The dual winners of this year's Blake Art Prize are Fabian Astore for "Threshold" an original and highly creative digital work on the role of ritual in people's lives, and Eveline Kotai whose "Writing on Air - Mantra" combines technical intricacy with spirituality for a triptych that uses Buddhist scriptures cut into tiny pieces and stitched onto panels.

Acclaimed painter Donald Friend won the Blake Art Prize in 1956
The three judges for this year's Blake Art Prize and other awards for art works were Associate Professor Roland Boer from the University of Newcastle; Felicity Fenner, curator of contemporary exhibitions at UNSW's College of Fine Arts; and leading Australian artist, Iranian born Hossein Valamanesh.
The judges say the two winners of this year's Blake Art Prize were chosen unanimously describing each work as "distinct in style and yet tend towards meditative in a world that has become increasingly grim."
The artist who has taken out this year's Maritime Union of Australia's Prize for Human Justice is Saif Al Murayati who uses a DVD in a work entitled Unfolding History in which he recaptures glimpses of his earliest memories at his grandmother's house in Iraq, followed by journey through refugee camps and his arrival and subsequent experiences in Australia. In this work, the artist also explores a refugee's feelings of the loss of his identity and using his own personal story, concludes the process of change is not unique.
The Blake Poetry Prize for 2012 has been given to award winning West Australian-based author, reviewer and poet, Graham Kershaw. Kershaw who won for $5000 poetry prize for his outstanding poem that addresses the mixed inheritance of white settlement in the Murchison district of WA and charts the remarkable story of Father John Hawes, the 1920s architect and priest, who took communion to Indigenous people who were reluctant and still too fearful to attend Mass inside a church.

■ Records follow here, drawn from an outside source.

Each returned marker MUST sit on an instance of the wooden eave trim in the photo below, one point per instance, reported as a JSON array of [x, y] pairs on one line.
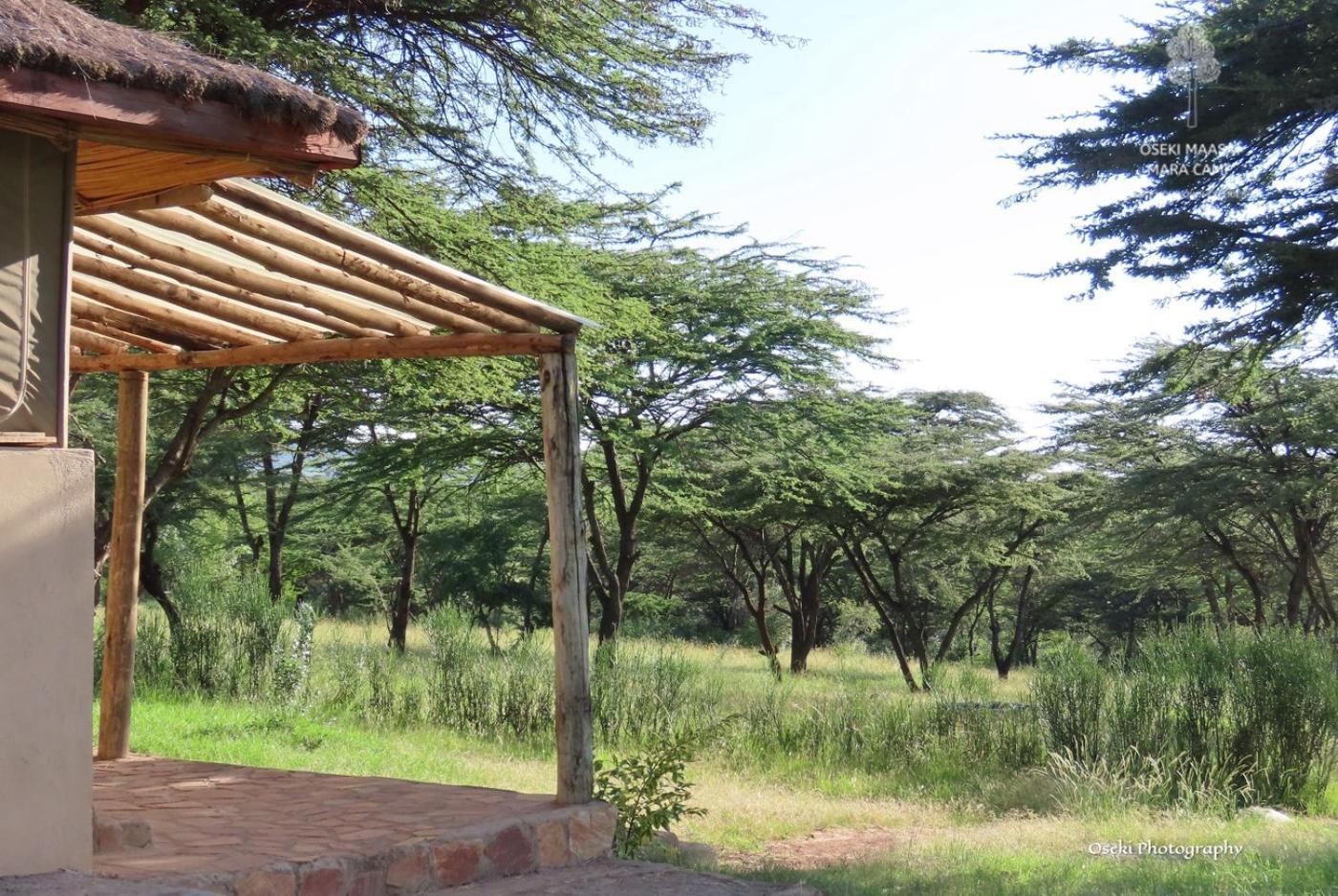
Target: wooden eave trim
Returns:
[[173, 123]]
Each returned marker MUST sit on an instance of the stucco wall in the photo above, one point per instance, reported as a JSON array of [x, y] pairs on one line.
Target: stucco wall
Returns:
[[46, 659]]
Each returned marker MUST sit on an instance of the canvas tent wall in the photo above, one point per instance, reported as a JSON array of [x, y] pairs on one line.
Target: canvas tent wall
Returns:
[[36, 178]]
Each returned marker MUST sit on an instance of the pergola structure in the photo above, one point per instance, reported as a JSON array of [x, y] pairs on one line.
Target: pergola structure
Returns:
[[244, 276], [177, 264]]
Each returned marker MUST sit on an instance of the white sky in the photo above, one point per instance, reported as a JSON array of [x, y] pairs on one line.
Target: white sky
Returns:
[[872, 143]]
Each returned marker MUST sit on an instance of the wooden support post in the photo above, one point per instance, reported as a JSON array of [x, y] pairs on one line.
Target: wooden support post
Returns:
[[568, 574], [127, 515]]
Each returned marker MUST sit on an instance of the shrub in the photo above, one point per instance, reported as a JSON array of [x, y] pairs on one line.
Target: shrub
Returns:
[[649, 791]]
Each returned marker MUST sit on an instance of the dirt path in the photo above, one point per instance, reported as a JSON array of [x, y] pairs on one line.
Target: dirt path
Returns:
[[823, 848], [611, 878]]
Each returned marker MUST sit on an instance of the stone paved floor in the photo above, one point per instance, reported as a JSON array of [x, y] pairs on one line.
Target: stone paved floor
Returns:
[[609, 878], [243, 829]]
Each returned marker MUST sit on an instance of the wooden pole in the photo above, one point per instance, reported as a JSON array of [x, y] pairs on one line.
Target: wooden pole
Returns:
[[568, 574], [318, 351], [127, 515]]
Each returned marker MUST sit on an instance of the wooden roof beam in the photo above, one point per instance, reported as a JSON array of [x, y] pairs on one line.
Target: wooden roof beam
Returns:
[[186, 297], [86, 309], [113, 249], [383, 250], [250, 280], [320, 351], [245, 221], [189, 323], [304, 269]]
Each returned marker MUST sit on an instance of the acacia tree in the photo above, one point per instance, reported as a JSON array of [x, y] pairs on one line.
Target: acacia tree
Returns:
[[749, 487], [689, 337], [1240, 448], [481, 87], [1253, 213], [932, 511]]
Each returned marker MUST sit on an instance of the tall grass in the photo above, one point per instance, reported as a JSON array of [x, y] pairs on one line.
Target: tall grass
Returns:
[[1198, 717], [229, 639]]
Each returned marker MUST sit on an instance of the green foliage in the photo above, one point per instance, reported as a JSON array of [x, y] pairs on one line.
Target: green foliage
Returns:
[[649, 789], [482, 90], [1197, 719], [1255, 214], [294, 665], [1070, 693], [481, 692], [229, 639]]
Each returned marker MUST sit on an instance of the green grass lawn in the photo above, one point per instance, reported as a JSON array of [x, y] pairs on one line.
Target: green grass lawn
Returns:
[[946, 835]]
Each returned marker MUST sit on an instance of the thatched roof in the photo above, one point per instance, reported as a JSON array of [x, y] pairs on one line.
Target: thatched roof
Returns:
[[56, 36]]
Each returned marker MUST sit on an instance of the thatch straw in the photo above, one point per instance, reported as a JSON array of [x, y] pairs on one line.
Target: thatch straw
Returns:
[[55, 36]]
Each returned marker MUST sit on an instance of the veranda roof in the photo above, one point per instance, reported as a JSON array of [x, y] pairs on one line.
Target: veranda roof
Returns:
[[245, 276], [149, 116]]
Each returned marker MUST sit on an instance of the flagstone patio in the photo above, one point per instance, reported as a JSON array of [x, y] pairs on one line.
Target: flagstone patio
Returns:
[[263, 832]]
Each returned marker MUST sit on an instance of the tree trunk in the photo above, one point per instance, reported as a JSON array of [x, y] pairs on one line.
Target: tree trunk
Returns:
[[151, 574], [403, 595], [1300, 572], [407, 524]]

Graham Kershaw's poem, Altar Rock explores the mixed inheritance of white settlement
The winners and finalists of this year's Blake Prize, including Graham Kershaw's poem, will go on display from tomorrow 9 November as part of the National Trust S. H. Ervin Gallery on Observatory Hill. The Exhibition of the award winners of the 61st Blake Prize 2012 will remain on exhibition until December 15.